When I worked on this (in late 2023), GGUF mostly supported Llama-type models. There are scripts to convert GGML models to GGUF, like convert-llama-ggml-to-gguf.py in the llama.cpp repository.

However, when I tried to convert my GPT-J GGML model to GGUF, I ran into an error. Here’s the command I used and the traceback:

1
2
3
4
5
6
7
8
9
10
11
12
13
14
15
16
17
18
C:\projects\llama.cpp>python convert-llama-ggml-to-gguf.py -i c:\Models\gpt4chan_model_float16\ggml-model-f16.bin -o c:\models\gpt4chan_model_float16\gguf-model-f16.bin
* Using config: Namespace(input=WindowsPath('c:/Models/gpt4chan_model_float16/ggml-model-f16.bin'), output=WindowsPath('c:/models/gpt4chan_model_float16/gguf-model-f16.bin'), name=None, desc=None, gqa=1, eps='5.0e-06', context_length=2048, model_metadata_dir=None, vocab_dir=None, vocabtype='spm')
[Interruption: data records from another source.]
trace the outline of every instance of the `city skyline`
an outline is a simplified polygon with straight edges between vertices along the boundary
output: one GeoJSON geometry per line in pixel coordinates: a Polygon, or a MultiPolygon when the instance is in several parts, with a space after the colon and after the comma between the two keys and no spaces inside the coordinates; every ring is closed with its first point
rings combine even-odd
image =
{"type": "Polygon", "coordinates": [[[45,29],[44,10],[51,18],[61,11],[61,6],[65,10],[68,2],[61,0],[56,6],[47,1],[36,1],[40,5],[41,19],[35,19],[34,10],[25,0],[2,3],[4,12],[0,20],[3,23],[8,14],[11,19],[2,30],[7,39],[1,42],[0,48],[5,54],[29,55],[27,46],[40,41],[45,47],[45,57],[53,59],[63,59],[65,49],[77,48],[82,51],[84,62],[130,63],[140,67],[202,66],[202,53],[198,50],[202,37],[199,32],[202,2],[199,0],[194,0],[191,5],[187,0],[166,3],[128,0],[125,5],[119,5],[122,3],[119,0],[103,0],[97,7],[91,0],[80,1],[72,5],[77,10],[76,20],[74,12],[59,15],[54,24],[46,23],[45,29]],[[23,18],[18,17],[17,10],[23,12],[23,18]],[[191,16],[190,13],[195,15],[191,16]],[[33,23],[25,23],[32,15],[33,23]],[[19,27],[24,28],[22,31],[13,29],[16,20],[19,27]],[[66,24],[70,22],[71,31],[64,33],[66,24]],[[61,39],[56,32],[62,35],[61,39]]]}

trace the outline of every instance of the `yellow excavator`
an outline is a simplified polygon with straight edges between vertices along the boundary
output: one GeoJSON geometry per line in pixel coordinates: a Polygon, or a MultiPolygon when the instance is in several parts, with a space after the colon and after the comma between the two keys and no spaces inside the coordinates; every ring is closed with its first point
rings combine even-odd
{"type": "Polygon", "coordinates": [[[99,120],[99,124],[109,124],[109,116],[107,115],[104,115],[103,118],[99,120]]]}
=== WARNING === Be aware that this conversion script is best-effort. Use a native GGUF model if possible. === WARNING ===

- Note: If converting LLaMA2, specifying "--eps 1e-5" is required. 70B models also need "--gqa 8".
* Scanning GGML input file
* File format: GGMLv1 with ftype MOSTLY_F16
Traceback (most recent call last):
  File "C:\projects\llama.cpp\convert-llama-ggml-to-gguf.py", line 445, in <module>
    main()
  File "C:\projects\llama.cpp\convert-llama-ggml-to-gguf.py", line 419, in main
    offset = model.load(data, 0)  # noqa
  File "C:\projects\llama.cpp\convert-llama-ggml-to-gguf.py", line 181, in load
    offset += vocab.load(data, offset, hp.n_vocab)
  File "C:\projects\llama.cpp\convert-llama-ggml-to-gguf.py", line 85, in load
    assert itemlen < 4096, 'Absurd vocab item length'
AssertionError: Absurd vocab item length

The error AssertionError: Absurd vocab item length suggested the script was not compatible with my GPT-J model’s vocabulary. This is likely because the script is specifically for Llama models, as its name indicates. So, for GPT-J, GGML was the best option I found at the time to achieve this speedup.

For newer models, particularly Llama-based ones, you should consider GGUF first.

Conclusion: GGML Improves GPT-J Speed

Converting my GPT-J-6B model to GGML significantly increased its speed on my local machine, from painfully slow to impressively fast. If you’re experiencing similar slow performance with GPT-J, I highly recommend trying this conversion process.

A big thank you to ggerganov for creating ggml and these tools that make running large models much more accessible!